In the webinar, The Adventures of Multilingual Investigations, Ben Rusch, Vice President of Review Solutions here at Consilio, speaks on multilingual investigations increasing in importance as globalization, international e-commerce and technological advancements continue to expand. Whether it be emails, instant messaging or social media, technology has allowed companies to uncover evidence like they have never been able to before.

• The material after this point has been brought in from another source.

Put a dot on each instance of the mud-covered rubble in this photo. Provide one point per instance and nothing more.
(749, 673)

One of the biggest questions our presenter is asked is, “Why don’t we just use technology?” “We do use analytics,” responds Rusch, “but multilingual work is typically so complex that you need to bring human expertise to bear as well as technology in order to yield the best results.” Integrating sophisticated technology and smart decision making at the human level is the challenge for sophisticated eDiscovery processes, like Consilio Complete. Investigations can be complex and complicated so it is important to highlight the best practices for success:
Language detection technology is inaccurate
Imagine conducting a multilingual investigation and receiving a hard drive with 100,000 documents in various languages. The instant messages and emails are then scanned and the results reveal an overwhelming number of inconsistent languages. Unfortunately, these results are not atypical as language detection technology often produces incorrect data. One solution is to run Optical Character Recognition (OCR) to differentiate character scripts like Thai from Japanese. These unexpected complexities do not mean investigations cannot continue, but rather that it requires highly experienced individuals to formulate a new strategy.

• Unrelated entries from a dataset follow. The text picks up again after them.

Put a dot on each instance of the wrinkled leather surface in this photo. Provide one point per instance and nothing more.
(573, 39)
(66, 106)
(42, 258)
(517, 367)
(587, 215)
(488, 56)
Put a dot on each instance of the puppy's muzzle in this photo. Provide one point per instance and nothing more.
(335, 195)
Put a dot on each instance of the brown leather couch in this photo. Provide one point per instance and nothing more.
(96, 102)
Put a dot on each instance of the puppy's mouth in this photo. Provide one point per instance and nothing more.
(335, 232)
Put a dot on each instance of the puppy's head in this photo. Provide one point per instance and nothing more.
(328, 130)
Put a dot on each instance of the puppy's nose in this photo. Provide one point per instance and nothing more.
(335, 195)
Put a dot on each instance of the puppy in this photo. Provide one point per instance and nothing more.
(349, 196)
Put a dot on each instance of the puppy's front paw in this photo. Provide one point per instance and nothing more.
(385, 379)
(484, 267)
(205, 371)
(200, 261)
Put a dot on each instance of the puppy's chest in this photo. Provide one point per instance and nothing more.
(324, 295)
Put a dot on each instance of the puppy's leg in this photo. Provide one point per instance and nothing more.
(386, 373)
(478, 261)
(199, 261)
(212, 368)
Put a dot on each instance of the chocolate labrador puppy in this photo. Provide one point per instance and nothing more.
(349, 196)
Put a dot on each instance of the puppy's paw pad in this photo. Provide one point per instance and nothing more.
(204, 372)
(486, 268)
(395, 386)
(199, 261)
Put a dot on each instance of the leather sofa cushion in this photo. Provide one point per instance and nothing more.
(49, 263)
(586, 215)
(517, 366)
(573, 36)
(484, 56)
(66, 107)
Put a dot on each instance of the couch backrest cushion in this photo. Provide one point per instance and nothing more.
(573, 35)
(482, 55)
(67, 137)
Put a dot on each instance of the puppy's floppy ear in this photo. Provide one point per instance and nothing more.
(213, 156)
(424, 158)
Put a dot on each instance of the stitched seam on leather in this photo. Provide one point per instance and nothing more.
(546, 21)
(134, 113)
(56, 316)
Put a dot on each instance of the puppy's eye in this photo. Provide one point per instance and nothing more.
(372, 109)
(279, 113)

Refine keyword searches to include abbreviations and synonyms
Any concept can be expressed in different ways in the data we search. That is why one of the things we do intuitively when searching for relevant information is to add some very common synonyms, not only looking for the concept “Department of Justice” but also for its abbreviation “DOJ” in a given dataset, to give an example. One might even look for the search term “regulator” where the context of the email suggests that the Department of Justice is what is meant when someone writes “regulator” in an email. The same process of including abbreviations and synonyms is at play when transposing search terms into another language. We do not merely translate the terms 1:1 to find the closest equivalent. Rather, we analyze the concepts in the original search and transpose them into the target language, including common abbreviations and synonyms
English has an extremely simple way to inflect nouns and verbs. As an example, the plural of nouns is normally achieved by adding an -s, and the past tense stem of the verb “bribed” is the same whether I bribed or you bribed or they bribed. And we do not want to miss out on relevant information just because someone paid bribes in the plural rather than just a single bribe. English grammar is so simple that stemming searches can capture virtually all grammatical inflections of English nouns and verbs. The grammatical inflections of most other languages, however, are significantly more complex. Making sure that all likely grammatical inflections of the terms in the target language have been included in the search is an important step.

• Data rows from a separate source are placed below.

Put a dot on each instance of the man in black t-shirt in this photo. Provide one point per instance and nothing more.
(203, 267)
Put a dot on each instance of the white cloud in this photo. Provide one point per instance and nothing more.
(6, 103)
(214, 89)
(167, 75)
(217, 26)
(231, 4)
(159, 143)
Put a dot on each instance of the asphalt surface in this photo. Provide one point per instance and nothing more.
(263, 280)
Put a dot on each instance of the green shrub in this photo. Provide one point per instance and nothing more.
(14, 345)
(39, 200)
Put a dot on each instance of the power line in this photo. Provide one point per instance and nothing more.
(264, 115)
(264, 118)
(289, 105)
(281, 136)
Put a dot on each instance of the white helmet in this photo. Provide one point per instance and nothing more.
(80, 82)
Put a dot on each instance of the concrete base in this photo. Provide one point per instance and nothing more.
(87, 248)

The challenge of tokenization
Searching keywords in English involves identifying words separated by spaces. Searching for the term “bee” will not return the word “beer” on the basis that it contains the same string of letters. By contrast, scripts such as the Chinese, Japanese, Korean and Thai scripts do not need separate words (technically, morphemes) with spaces in order to make sense. This presents challenges when running searches because segments of the target term might spell a different word.
Multilingual investigations are complex. To avoid costly mistakes, quality eDiscovery processes, like Consilio Complete, ensure speed, accuracy and overall efficiency through its streamlined capabilities. Ultimately, from machine learning and analytics to skilled multilingual consultants and strong project management, it comes down to finding the right balance between technology and human intervention.